30 November 2014

Bakewell BDL

Being silly pre-race

Race reports are funny things, you (or rather I) need to get them written while they are fresh in your mind, hence there not being one for the Chaddesden Park cross country race earlier in the month which is a shame because it involved several very cold stream crossings and me taking a wrong turn.

Crossing the stream at Chaddesden Park

Today as you may have surmised from the blog title was the league xc race at Bakewell which is new to the schedule.  Bakewell, for those not familiar is a very picturesque market town that is famous for the Bakewell Pudding--we've driven through many times but because it is so incredibly popular with tourists we've not taken the time to actually stop so I could sample the dessert.  That was remedied today...as part of our warm-up a couple of us walked over to The Old Original Bakewell Pudding Shop so I could buy one for after the race.

Bakewell Pudding!

Wasn't I supposed to be talking about a race??? Today we were fortunate to have a beautifully sunny and dare I say it--almost balmy temperatures for the last day of November.  Didn't mean the course was any less muddy though! There were 3 laps which meant going up a big damn hill 6 times, in reality the hill wasn't terribly huge but it sure does feel like a monster when you're clambering up it.  

Is it a grimace or a grin?

There was also a water crossing but the course designers very nicely provided an alternative route around. It was shorter going through the water of course and the first two times round I took the high ground to bypass it but decided on the last lap that I HAD to go through it just to say I did, there was a second or two gain but alas my legs were too trashed to take advantage of it.  My favourite sections were the massive downhills because I was confident enough in my shoes and ankles to take advantage of them and just let gravity do the work.  The flat sections around the bottom of the course over the plastic gridding were slightly soul-destroying though, not quite sure why but for some reason that area just felt odd, almost like it was sucking the energy out of me through the soles of my trainers.

Definitely a grimace.

I made it almost all the way through the race without any mishaps (yay me!) until the last lap and instead of leaping over the wood creating the steps on the first downhill I caught the edge of it and my right leg shot straight out to the side along the very slick wood (Miss Oops is back!). Imagine a very deep side lunge and you have what I ended up doing while trying to leap past an obstruction. OUCH!!!!!!! It's not good when the marshall audibly gasps and asks if you are all right. It certainly put an end to me being able to muster up any speed.  

Hmm, speed. There wasn't any for me today except for the aforementioned downhills but I'm not whinging about it--no, really, I'm not!  I've come off a hard week of training mileage wise and I am just happy to have gotten this one done for the club.  There was absolutely nothing left in me at the finish line, couldn't even muster up one last minute sprint so if anyone had charged by me they would have taken it easily.  No clue about my finish position, I couldn't even talk when I was handing over the token much less think to look at the number.  Would I do it again? Of course I would!

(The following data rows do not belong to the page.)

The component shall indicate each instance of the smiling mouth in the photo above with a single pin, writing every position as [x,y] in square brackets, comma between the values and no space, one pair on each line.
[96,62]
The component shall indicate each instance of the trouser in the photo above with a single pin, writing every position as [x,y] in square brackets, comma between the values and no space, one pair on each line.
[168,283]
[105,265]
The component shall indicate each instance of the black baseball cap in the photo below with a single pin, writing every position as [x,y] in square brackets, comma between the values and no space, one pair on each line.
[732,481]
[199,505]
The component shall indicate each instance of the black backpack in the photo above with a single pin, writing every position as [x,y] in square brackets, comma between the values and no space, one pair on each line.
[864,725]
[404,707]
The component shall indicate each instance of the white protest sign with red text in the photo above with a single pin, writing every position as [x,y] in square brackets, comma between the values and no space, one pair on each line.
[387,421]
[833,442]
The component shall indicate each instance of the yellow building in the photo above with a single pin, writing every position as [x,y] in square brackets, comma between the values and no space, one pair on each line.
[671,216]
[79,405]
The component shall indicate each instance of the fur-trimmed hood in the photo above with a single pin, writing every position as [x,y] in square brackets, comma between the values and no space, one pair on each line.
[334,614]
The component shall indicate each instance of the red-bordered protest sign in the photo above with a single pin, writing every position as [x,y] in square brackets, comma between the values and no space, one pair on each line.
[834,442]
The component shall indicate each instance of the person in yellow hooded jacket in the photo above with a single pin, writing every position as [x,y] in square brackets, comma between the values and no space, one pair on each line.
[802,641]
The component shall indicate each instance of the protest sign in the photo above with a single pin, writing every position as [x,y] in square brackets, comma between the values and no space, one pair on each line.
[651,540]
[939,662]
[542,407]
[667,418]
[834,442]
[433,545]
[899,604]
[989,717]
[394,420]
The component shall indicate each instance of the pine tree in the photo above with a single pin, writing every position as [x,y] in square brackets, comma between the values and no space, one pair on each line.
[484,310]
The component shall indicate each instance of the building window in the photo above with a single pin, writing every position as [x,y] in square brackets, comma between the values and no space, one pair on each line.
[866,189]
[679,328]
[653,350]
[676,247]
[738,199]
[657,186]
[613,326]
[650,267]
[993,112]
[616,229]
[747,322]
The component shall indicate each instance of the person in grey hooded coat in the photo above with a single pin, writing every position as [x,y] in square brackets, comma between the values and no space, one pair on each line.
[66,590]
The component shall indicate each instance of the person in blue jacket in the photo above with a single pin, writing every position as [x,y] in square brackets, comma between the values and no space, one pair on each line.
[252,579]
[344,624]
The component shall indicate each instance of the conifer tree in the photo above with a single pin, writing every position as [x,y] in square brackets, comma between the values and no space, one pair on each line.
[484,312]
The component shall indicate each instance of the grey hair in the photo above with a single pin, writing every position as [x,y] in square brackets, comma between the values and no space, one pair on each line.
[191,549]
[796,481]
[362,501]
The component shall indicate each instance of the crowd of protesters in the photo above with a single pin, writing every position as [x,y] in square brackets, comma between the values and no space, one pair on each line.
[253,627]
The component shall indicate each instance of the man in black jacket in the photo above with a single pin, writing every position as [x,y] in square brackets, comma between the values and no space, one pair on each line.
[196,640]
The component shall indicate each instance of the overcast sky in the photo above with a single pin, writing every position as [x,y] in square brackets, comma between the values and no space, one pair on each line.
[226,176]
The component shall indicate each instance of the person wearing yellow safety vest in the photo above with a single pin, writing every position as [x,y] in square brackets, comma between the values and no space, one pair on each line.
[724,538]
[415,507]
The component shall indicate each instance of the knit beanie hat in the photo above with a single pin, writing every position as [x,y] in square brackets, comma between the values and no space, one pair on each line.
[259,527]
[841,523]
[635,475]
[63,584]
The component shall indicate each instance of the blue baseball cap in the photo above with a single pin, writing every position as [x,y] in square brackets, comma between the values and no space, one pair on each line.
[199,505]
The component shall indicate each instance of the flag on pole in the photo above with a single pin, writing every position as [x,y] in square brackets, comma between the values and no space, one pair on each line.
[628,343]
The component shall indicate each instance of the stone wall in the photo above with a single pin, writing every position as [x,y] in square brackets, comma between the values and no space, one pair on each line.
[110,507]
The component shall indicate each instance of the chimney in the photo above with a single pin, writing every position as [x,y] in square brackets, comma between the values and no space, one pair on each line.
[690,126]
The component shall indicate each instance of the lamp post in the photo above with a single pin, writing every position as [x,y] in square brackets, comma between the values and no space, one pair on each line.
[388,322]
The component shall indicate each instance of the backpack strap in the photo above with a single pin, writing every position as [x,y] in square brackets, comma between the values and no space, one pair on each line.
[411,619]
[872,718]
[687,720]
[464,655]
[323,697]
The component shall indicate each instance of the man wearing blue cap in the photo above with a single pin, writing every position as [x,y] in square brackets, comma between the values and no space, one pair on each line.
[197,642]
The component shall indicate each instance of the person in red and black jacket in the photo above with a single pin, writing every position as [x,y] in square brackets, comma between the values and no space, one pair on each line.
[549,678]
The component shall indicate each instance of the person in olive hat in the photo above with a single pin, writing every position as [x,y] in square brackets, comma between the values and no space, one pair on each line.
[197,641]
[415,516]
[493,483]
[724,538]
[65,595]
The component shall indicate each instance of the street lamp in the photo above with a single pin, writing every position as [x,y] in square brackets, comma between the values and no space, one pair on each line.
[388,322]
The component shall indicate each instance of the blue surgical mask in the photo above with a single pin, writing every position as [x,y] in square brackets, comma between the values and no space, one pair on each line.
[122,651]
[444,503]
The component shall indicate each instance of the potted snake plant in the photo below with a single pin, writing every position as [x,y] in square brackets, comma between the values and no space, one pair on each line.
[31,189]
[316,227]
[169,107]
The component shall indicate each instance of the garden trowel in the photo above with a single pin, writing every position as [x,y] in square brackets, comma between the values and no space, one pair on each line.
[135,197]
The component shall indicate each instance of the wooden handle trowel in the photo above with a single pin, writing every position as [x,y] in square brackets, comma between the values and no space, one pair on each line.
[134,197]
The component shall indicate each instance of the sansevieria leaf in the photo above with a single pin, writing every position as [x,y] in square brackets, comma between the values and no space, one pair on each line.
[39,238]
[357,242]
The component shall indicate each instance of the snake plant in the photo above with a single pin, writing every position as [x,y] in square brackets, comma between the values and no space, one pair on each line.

P.S. The Bakewell Pudding was delicious. However the after-race homemade flapjacks provided by Catherine were even more so!  

22 November 2014

Major Oak in the Sherwood Forest

Major Oak

Did you know that there is a list of Great British Trees in the UK? Neither did I until very recently but apparently 50 major trees were designated as such in honour of the Queen's Golden Jubilee.  Yes, I am such a geek that I want to visit all of them now!

We visited Major Oak in Sherwood Forest Country Park, Nottinghamshire last month as the start of this tree visit quest. The age is estimated to be between 800-1000 years old and the tree now has to be supported with scaffolding and is fenced off to keep people from causing any further damage. To be fair the fencing isn't terribly obtrusive and certainly wouldn't keep anyone away but most visitors tend to be on the respectful side.

One thing we didn't expect on the trail to get to the tree was a statue of Robin Hood that looks uncannily similar to Robin Williams! Kind of a sad moment but puzzling as to why the sculptor based it on the actor to begin with (or was it even intentional?).

See the resemblance? 

Even if you aren't into old trees the area is well worth a visit, we didn't stray from the main path but there looked to be several interesting smaller ones that I would love to go back and explore, preferably while running.  Now which tree should we plan a road trip to visit next? 

*Update since writing this I've learned that Major Oak was voted England's Tree of the Year, cool, eh?